Where the Wild Heron Flies

Recently, I was with my two young boys outside our home when I looked up across our road and saw a Great Blue Heron flying over the creek that runs beside us. It landed on a rock bank, and I pointed it out to my oldest son, because he’d noticed that I was looking at something. Blue Herons are abundant in some places, but by our home, they’re a rare and special sight, and I am always on the lookout for them.

One thing about Herons is that they are solitary birds, and they don’t like to be approached. If a Heron so much as suspects that you are moving toward its direction, it will lift itself up with its massive wings and fly faster and further than you could ever dream of following. I’ve seen the birds on many occasions around the creek and the pond near our home, but I’ve never been able to sneak up on one.

As my two boys and I looked over at the Heron that was fishing in our creek, we worked our way over toward it, and sure enough, it rose up and flew off beyond our sight. I told my oldest son that they often do that, but I was glad that he at least got to see it from afar.

We made our way back to our house and I let them play out in the rocks and mud while I watched them. About ten minutes went by, long enough for me to forget about the Heron, when suddenly, a sound came from the creek like something out of Jurassic Park. If you’ve ever heard the croaking call of a Heron, you know the sound I’m talking about. It sounds prehistoric, especially knowing that the sound is being made by a bird—it’s raspy and deep, almost like the sound of a howler monkey. When I turned to find the source of the call, I saw that the Heron had flown back in our direction. It circled once in front of our view, and then it flew off toward the trees, vanishing in seconds. My oldest son heard and saw it too, and he seemed just as excited as I was. Out of all the times I’d seen Herons at that creek, I’d never seen or heard one do what that one did.

* * *

Aldo Leopold, a writer and conservationist from the early 1900s, wrote a collection of essays titled “A Sand County Almanac,” and in the beginning of the book, he said this:

“There are some who can live without wild things, and some who cannot. These essays are the delights and dilemmas of one who cannot.”
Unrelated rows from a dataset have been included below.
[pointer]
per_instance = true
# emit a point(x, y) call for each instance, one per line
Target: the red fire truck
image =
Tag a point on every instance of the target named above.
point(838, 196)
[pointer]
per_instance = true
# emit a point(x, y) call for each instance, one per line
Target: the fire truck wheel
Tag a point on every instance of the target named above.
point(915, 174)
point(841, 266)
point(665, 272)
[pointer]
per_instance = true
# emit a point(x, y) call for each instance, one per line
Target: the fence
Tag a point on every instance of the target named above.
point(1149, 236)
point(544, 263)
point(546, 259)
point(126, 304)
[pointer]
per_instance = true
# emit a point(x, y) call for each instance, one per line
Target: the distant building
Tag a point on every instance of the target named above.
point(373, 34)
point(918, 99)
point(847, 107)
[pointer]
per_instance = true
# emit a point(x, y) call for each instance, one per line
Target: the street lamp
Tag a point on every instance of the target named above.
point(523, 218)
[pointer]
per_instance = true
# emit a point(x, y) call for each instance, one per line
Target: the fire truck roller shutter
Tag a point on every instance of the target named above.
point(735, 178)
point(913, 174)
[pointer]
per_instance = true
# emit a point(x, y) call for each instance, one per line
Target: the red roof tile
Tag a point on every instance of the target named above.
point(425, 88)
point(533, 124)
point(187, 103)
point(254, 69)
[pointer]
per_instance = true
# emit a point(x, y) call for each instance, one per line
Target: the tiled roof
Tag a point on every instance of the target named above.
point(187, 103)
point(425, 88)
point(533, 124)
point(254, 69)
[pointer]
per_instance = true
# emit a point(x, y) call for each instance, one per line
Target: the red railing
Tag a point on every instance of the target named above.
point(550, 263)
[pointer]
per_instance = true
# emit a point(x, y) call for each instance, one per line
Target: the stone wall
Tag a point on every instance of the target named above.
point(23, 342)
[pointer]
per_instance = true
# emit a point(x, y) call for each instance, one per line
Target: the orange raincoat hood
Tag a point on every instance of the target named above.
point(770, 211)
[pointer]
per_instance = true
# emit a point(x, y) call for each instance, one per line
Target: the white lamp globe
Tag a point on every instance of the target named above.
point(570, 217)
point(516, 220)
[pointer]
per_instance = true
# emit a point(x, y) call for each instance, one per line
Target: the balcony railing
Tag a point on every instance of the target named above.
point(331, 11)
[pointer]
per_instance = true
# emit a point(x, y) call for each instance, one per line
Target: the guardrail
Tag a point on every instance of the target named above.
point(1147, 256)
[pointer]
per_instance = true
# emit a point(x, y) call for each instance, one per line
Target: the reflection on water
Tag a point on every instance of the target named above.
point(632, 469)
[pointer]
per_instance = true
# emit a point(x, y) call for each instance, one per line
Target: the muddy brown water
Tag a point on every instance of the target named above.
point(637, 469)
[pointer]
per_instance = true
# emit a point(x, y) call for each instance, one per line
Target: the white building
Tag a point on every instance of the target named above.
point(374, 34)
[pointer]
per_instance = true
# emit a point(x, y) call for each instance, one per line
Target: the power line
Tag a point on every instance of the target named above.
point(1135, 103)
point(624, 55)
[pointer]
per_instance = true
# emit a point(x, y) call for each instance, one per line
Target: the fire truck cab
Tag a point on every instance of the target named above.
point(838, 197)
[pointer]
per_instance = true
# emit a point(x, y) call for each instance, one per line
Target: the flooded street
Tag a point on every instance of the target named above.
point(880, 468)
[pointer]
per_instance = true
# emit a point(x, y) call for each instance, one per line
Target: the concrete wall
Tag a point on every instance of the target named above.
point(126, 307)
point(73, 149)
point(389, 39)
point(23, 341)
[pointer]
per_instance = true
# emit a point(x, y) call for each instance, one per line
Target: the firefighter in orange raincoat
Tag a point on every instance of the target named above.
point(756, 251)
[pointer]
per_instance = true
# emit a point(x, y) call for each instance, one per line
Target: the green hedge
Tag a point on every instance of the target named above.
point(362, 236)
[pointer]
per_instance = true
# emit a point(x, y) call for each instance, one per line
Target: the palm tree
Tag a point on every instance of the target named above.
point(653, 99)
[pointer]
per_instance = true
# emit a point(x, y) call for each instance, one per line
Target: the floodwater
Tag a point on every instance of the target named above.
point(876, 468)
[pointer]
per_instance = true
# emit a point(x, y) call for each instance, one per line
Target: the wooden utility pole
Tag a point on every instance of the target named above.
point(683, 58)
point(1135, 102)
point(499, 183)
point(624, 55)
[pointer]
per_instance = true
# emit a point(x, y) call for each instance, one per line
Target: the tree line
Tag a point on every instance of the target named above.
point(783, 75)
Later in the book, he wrote that he was glad that he would never have to be “young without wild country to be young in.” Ever since I first read that line, I haven’t been able to get over it. It makes me think back on the places I’ve known throughout my life, and just how much many of them have changed. Mostly, I think of the trees I knew that once stood tall, but which have since been cut down and forgotten entirely. I think also of the sightings I had of wild animals as a child—the smell of wild turkeys roosting in the trees above me on a hunt in the early morning, or the excitement of chasing rabbits through a wheat-field. And with these, I think of the bad sightings, like the first time I saw a dead turtle, or the time I watched an older teenage boy pick up a mouse and squeeze it until its head swelled up and its body went flat.

The necessity of Leopold’s arguments for living with wild things around us is more pertinent now than when he first wrote them, because year after year, it seems that wild places are rapidly vanishing, and I can’t help but feel that something’s got to give at some point. Wendell Berry has been writing about this topic and others like it for years now, and in his poem “The Peace of Wild Things,” he speaks about the freedom that comes from being in the presence of wild things.

When despair for the world grows in me and I wake in the night at the least sound in fear of what my life and my children’s lives may be, I go and lie down where the wood drake rests in his beauty on the water, and the great heron feeds. I come into the peace of wild things who do not tax their lives with forethought of grief. I come into the presence of still water. And I feel above me the day-blind stars waiting with their light. For a time I rest in the grace of the world, and am free.

All of these thoughts bring me back to that Great Blue Heron that I sometimes see around our home. The sightings are never planned, and they do not follow any sort of time-table. They come when they come, and often I find that I am too occupied with my thoughts to notice them until it is too late, such as the other day when I saw a Barred Owl fly over me and realized that I had just walked passed the light-pole where it’d been perching only moments before. As much as I would love to walk up to a Blue Heron so that I could stroke my hand across it feathers, I know that I will never be able to, for the two of us live in different spaces of the same world. It is ours to share, and for me to try to bring it into my space would be an invasion of its wild space. To rid this world of all its wild places and things, where anything can happen at any time, is to forsake moments like the one I had with my two sons, a moment that could never have been planned, but now can never be forgotten.